I have read that golf and swimming are the two most dangerous activities in the context of lightning strikes, because an angular object is protruding into the air from a featureless plane, creating an easier ion conducting path. We know that Father is an Overcomer, and so He could arrange that those activities would be SAFEST from lightning. He has that kind of power over natural law. The fact that He has not done so is telling us something important. I gave my opinion above, that He uses those natural occurances to achieve a purpose involving humans, specifically by subtly arranging events in an individual's life to make the individual think she is using her own free will to get into an activity such as golf. But it is all part of His overarching plan, and we have to trust Him.

I am eager to be corrected by anyone who has rightly divided the Word to come to a different conclusion.

Stan said...

Clearly God uses unpleasant things to produce the good that He wishes, as evidenced by the most unpleasant murder of His Son. But to conclude from this that Man has no free will is a bit of a stretch, despite some who try to make that point. There are two (biblical) issues here. If Man has no free will and God actually causes everything, then God is the originator of sin (versus James 1:13-15) and Man is not culpable for the sin that God has caused him to commit. Jesus died for no good reason sin no one is liable for their sin and we've pretty much deconstructed the entire Christian religion.

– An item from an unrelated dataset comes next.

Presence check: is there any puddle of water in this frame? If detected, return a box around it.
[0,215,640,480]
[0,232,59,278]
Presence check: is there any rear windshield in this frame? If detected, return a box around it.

Biblically, we see Man's free will (not in capital letters because we are not totally autonomous) affirmed and God's Sovereignty affirmed. The Westminster Confession puts it this way (not because the Westminster Confession is the authority, but because it says it well): "God from all eternity, did, by the most wise and holy counsel of His own will, freely, and unchangeably ordain whatsoever comes to pass; yet so, as thereby neither is God the author of sin, nor is violence offered to the will of the creatures; nor is the liberty or contingency of second causes taken away, but rather established." God's Sovereignty without doing violence to the will of the creatures. (Look it up sometime. Most references include the biblical proofs. Right there under "God's Eternal Decree.")

Anonymous said...

It might be helpful to imagine a scientist in a laboratory. He designs and builds a system which includes some electronic circuits and a glass bottle of poison gas and a solenoid-triggered hammer aimed at the glass. He is clever enough to calculate that if he presses a button to start the experiment, 24 hours later when a colleague is scheduled to be working in the lab the solenoid will break the glass and release the poison, killing the colleague.

We imagine the scientist is brought to trial for premeditated murder. The defense attorney admits his client designed the apparatus and formed an accurate theory of how it would operate, but pleads that the jury find his client not guilty of murder. It was the apparatus which did the killing, see. The designer/builder is not to be held accountable.

How much sympathy would you as a juror have in this case?

I will meditate further on the Westminster Confession, but I have to say that right off the bat it strikes me as analogous to the scenario I've just described.

Stan said...

Alright, then. As I thought, you do hold that God actually causes sin, that free will is a myth, and that God is personally liable for Man's sin. His execution of His Son would, in this case, the highest evil, allowing the Son to pay the bill that the Father had accrued.

Of course I and the Bible and believers throughout history have disagreed with that position.